At this same time every year I set down my poets pen To grab a hold of my lost soul And reign it all back in
I close and latch the beat up screen door So I can still feel the open breeze But keep out the undesirables That have control of me
I'll sit down at my morning table Where over life I'll contemplate This I do once yearly To try and set myself back straight
I turn my thoughts back to my God Who after all is my first love A fast of sorts to wash away the worst Of a world that never offers enough
Like the prodigal son in the Bible I grabbed life's riches and I fled Until I reached the emptiness Of the life of nothing left
I'm not talking monetary Here today, gone tomorrow But of the very heart of man The root cause of my life's sorrow
I'll return after a cleansing month If after all I feel I must But I'll leave that in the hands of God In whom I place my trust
I love each of you and cherish dearly Your friendship and time you've given me But I feel I must release these modern demons Which I sadly confess...is even poetry
It's that time of year again where I take time off from all the mess in life that has control of me.
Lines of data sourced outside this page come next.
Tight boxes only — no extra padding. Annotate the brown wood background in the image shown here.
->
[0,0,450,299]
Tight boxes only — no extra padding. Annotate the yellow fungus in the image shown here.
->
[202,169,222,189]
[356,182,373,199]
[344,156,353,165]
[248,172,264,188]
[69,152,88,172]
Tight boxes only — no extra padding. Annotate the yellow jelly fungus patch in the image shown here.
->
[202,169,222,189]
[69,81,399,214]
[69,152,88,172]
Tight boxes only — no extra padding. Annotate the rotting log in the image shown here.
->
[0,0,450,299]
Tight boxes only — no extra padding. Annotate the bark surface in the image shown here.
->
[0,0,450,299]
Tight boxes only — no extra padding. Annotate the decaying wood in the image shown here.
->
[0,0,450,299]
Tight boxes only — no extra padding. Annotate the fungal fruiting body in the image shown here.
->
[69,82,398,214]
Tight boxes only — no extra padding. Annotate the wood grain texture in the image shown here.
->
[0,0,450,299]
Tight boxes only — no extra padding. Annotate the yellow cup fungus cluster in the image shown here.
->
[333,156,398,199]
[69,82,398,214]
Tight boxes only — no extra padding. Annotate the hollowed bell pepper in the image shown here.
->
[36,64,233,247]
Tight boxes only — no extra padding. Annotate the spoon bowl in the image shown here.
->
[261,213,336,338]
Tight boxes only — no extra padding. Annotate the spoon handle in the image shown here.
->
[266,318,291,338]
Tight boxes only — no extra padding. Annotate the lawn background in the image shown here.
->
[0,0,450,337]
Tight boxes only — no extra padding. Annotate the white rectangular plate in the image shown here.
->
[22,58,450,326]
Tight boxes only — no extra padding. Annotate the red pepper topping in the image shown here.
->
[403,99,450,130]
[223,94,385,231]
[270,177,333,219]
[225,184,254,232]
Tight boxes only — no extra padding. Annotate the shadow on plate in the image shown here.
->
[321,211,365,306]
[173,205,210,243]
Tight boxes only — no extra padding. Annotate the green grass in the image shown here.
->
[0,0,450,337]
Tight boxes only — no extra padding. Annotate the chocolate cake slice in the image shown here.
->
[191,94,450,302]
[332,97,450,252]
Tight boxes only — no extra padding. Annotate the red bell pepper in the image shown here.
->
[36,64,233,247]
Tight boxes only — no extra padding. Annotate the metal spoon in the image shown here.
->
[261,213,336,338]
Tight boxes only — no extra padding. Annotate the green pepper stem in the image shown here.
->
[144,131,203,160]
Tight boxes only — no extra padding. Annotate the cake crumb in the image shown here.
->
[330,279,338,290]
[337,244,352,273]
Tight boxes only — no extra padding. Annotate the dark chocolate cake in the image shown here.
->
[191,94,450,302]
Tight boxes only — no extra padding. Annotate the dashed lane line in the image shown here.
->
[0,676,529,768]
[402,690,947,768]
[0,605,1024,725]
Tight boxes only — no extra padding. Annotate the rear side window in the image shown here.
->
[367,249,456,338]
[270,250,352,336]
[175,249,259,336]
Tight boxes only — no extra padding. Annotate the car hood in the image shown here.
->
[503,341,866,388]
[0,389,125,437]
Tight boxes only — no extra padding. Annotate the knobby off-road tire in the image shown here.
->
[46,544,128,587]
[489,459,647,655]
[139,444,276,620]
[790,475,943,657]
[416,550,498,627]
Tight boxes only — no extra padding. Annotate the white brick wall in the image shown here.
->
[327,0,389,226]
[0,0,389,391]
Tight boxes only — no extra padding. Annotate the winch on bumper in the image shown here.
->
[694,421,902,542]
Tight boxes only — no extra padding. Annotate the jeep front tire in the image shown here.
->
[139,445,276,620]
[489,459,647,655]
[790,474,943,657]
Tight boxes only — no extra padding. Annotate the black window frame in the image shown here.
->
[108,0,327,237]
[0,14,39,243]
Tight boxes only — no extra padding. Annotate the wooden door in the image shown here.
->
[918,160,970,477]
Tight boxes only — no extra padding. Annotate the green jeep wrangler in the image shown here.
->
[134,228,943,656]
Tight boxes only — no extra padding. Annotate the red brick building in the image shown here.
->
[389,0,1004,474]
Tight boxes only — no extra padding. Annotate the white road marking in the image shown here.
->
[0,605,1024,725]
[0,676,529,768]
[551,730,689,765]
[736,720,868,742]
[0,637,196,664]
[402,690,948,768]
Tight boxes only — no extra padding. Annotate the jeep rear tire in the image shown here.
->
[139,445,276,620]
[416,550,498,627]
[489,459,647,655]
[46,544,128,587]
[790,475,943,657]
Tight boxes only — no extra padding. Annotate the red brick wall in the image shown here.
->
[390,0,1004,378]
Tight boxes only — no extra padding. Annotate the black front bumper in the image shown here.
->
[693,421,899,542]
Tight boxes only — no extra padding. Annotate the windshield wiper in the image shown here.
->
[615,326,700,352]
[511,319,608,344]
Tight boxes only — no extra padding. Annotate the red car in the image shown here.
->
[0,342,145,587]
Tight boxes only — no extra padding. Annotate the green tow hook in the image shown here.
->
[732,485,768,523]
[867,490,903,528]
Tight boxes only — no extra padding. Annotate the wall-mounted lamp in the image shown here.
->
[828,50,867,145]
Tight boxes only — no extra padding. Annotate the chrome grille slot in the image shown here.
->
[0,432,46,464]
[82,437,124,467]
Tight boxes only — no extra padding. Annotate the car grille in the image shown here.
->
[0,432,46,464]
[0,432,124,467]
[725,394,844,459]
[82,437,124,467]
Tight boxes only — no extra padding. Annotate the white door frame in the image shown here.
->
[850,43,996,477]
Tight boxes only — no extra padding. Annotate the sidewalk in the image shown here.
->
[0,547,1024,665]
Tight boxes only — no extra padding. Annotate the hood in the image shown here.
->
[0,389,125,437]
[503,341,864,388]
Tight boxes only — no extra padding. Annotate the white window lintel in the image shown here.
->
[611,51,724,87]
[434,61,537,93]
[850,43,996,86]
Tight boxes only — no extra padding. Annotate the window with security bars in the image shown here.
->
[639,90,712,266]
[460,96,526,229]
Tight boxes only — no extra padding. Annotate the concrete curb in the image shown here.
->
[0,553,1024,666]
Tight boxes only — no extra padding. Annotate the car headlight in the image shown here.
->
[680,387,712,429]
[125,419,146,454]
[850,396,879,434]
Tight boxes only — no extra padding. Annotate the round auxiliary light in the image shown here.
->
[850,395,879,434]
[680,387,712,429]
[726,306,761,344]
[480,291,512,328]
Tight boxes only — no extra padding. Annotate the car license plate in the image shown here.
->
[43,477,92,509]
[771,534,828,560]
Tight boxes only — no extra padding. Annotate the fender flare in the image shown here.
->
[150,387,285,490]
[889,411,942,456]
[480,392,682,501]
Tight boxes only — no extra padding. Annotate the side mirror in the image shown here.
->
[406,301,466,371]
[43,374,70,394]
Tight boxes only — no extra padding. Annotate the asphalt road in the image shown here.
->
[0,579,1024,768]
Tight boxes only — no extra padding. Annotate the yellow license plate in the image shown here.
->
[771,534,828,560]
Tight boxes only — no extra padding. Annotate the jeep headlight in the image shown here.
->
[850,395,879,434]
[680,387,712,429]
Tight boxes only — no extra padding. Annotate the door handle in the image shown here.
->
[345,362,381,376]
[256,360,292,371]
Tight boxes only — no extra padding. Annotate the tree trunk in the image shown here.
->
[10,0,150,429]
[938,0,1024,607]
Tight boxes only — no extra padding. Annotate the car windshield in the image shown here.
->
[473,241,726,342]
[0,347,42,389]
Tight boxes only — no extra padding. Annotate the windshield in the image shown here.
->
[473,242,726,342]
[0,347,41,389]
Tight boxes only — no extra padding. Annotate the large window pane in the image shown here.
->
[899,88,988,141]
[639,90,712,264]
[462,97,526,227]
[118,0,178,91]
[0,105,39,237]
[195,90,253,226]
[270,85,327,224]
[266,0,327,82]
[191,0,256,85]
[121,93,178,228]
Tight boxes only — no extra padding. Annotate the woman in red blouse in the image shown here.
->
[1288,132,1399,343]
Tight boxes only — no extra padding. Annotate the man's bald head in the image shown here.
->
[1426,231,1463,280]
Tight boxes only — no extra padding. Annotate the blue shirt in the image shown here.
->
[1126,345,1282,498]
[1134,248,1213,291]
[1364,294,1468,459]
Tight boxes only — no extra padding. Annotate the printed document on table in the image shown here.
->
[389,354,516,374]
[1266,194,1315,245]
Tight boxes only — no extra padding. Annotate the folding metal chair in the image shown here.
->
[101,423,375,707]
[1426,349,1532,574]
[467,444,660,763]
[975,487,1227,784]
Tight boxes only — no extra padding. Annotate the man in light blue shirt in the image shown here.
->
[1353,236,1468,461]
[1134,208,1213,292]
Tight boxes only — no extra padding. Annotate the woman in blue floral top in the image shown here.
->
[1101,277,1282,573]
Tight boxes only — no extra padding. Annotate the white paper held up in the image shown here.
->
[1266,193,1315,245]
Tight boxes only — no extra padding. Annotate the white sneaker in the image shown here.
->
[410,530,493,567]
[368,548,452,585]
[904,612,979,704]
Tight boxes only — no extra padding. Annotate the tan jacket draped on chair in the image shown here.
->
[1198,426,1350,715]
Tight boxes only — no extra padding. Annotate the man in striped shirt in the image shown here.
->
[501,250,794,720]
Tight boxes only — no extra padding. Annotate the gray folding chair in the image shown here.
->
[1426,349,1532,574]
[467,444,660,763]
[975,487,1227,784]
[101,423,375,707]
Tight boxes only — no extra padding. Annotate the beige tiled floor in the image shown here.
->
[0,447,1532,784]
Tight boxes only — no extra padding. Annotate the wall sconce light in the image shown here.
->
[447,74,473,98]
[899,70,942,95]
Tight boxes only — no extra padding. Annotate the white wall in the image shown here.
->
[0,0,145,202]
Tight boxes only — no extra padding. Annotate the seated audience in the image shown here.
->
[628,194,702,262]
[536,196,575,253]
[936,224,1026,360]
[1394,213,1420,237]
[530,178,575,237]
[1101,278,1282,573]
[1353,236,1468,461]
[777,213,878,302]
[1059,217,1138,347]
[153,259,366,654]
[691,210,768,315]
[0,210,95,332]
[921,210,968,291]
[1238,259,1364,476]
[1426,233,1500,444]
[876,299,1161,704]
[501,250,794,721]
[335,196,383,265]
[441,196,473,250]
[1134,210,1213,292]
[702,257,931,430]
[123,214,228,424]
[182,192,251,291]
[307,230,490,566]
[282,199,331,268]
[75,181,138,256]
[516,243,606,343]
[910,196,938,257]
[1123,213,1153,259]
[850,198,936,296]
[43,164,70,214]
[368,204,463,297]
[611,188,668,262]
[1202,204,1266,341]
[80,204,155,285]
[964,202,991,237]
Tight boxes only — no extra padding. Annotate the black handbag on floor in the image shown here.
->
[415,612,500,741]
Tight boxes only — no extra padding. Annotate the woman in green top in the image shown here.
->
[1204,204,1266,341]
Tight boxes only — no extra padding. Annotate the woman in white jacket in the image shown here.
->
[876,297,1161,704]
I started this about 4 years ago with 21 day liquid fast to bring myself closer to God, which I can't tell you what a blessing that first year was! But over the years I've found that it's not food that has control over me (Although I still do the liquid fast as do others around the world...Google it) but technology that is my controlling demon. I ask for your prayers that I stand strong. Mainly that I stay off of the poet sites! I'll be bowing out the first of 2014...How crazy does THAT sound...2014..WOW! But until then I'll be flooding the site with more madness! Hahahaha!